A year does not pass before I am asked what books, other than the Bible, most influenced me in my early years. Another interesting question I also am called upon to answer, especially at this time of year — what was my favorite Christmas present? My family always celebrated Christmas and it was certainly a highlight of the year for me and my siblings. The answer to both questions above happily intersected on December 25th, 1962. It was on that day, after I had recently turned ten years old, I received under the tree The American Heritage Picture History of the Civil War.
The Centennial commemoration of the War Between the States was in its second year. I, as a ten year old, had gotten a “whiff of the powder” in second grade when a classmate showed me some postcards he had gotten from his grandmother who lived near Gettysburg. My first exposure to the existence of the war had come a year earlier when my grandfather showed me a daguerreotype image of one of my ancestors in his uniform, taken in 1864. I read a few age-appropriate books on the Civil War for a couple years, played army, wore kepis, and began collecting toy soldiers; I also tried to persuade my friends to wear gray instead of blue (still do). But after getting the American Heritage book for Christmas, I was hooked for the rest of my life on the study of history, especially Civil War history. I have not sought a cure.
The book fell under the editorship of Richard Ketchum who is best known for writing good books on the War for Independence — Saratoga, Yorktown, Bunker Hill, Trenton and Princeton — writing till he died in 2012 at the age of eighty nine. The actual narrative text of the American Heritage book came from the pen of Bruce Catton, who became the best-selling author of Civil War books of the 1950s and 60s. Of course now I know about his effusive Northern biases with which I occasionally take issue, but his writing style, as a professional journalist, at times took my breath away and seized my imagination. The real clinchers for me, however, were the illustrations and maps. I scoured every page till I could identify every image, many of which have reappeared over the years in other media contexts.
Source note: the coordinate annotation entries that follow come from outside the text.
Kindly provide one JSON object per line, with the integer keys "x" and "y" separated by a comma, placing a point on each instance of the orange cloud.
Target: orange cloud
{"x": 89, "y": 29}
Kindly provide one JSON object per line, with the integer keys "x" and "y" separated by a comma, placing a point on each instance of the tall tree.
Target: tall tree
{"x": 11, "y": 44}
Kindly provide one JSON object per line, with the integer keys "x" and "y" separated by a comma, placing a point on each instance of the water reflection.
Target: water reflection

The original photos, political cartoons, broadsides, and paintings suffused the text with a sense of the reality of the past. The colorful maps of the battles, from a bird’s eye perspective, brought about my Christmas, 1963 collection of toy soldiers (ever after known as “the Civil War Set”), arranged in similar formation on the bedroom floor.
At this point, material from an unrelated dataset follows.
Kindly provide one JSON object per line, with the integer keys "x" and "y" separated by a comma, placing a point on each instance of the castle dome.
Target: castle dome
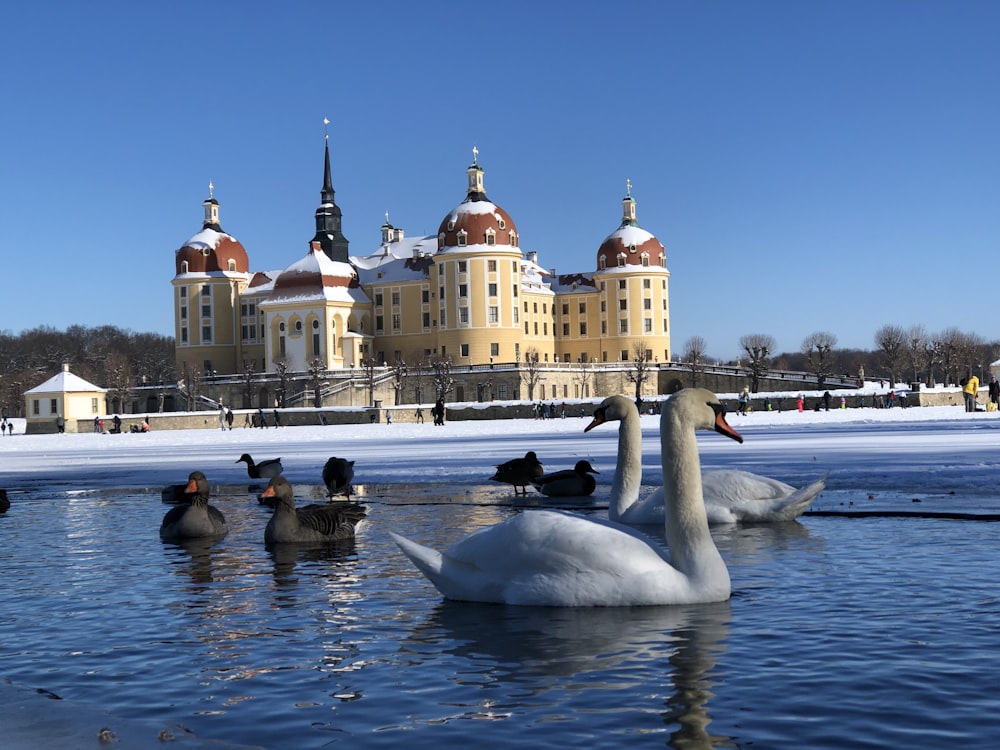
{"x": 630, "y": 244}
{"x": 211, "y": 249}
{"x": 477, "y": 220}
Why bore you with these reminiscences? Just this — you never know when providence will cause a book to so animate your consciousness and desires so as to define the direction of your life and lead to your future calling. Some pastors are called to Gospel ministry through the reading of the Bible. Novelists and writers of various kinds have been inspired at a young age by a book they read, motivating them to become literary men or women. Most historians can name the book that fired their imagination and desire. Not every calling begins this way, but some do. The books we put in the hands of young people really can have an impact for the rest of their lives, sometimes from an early age, some not till they are in college. I know of certain deplorable and anti-Christian books, that I will not name here, that have led young people into lifelong writers of novels and stories of like kind, or have inspired them to abandon the teachings of their family and church to pursue goals unworthy of Christians. I wonder what the five racks of books at Barnes and Noble, labeled “teenage paranormal romance,” are inspiring today’s teenagers to become? I am glad my parents had already taught me that “whatsoever you do, do all to the glory of God,” before they wrote “to Billy, from Mommy and Daddy, on December 25th, 1962.”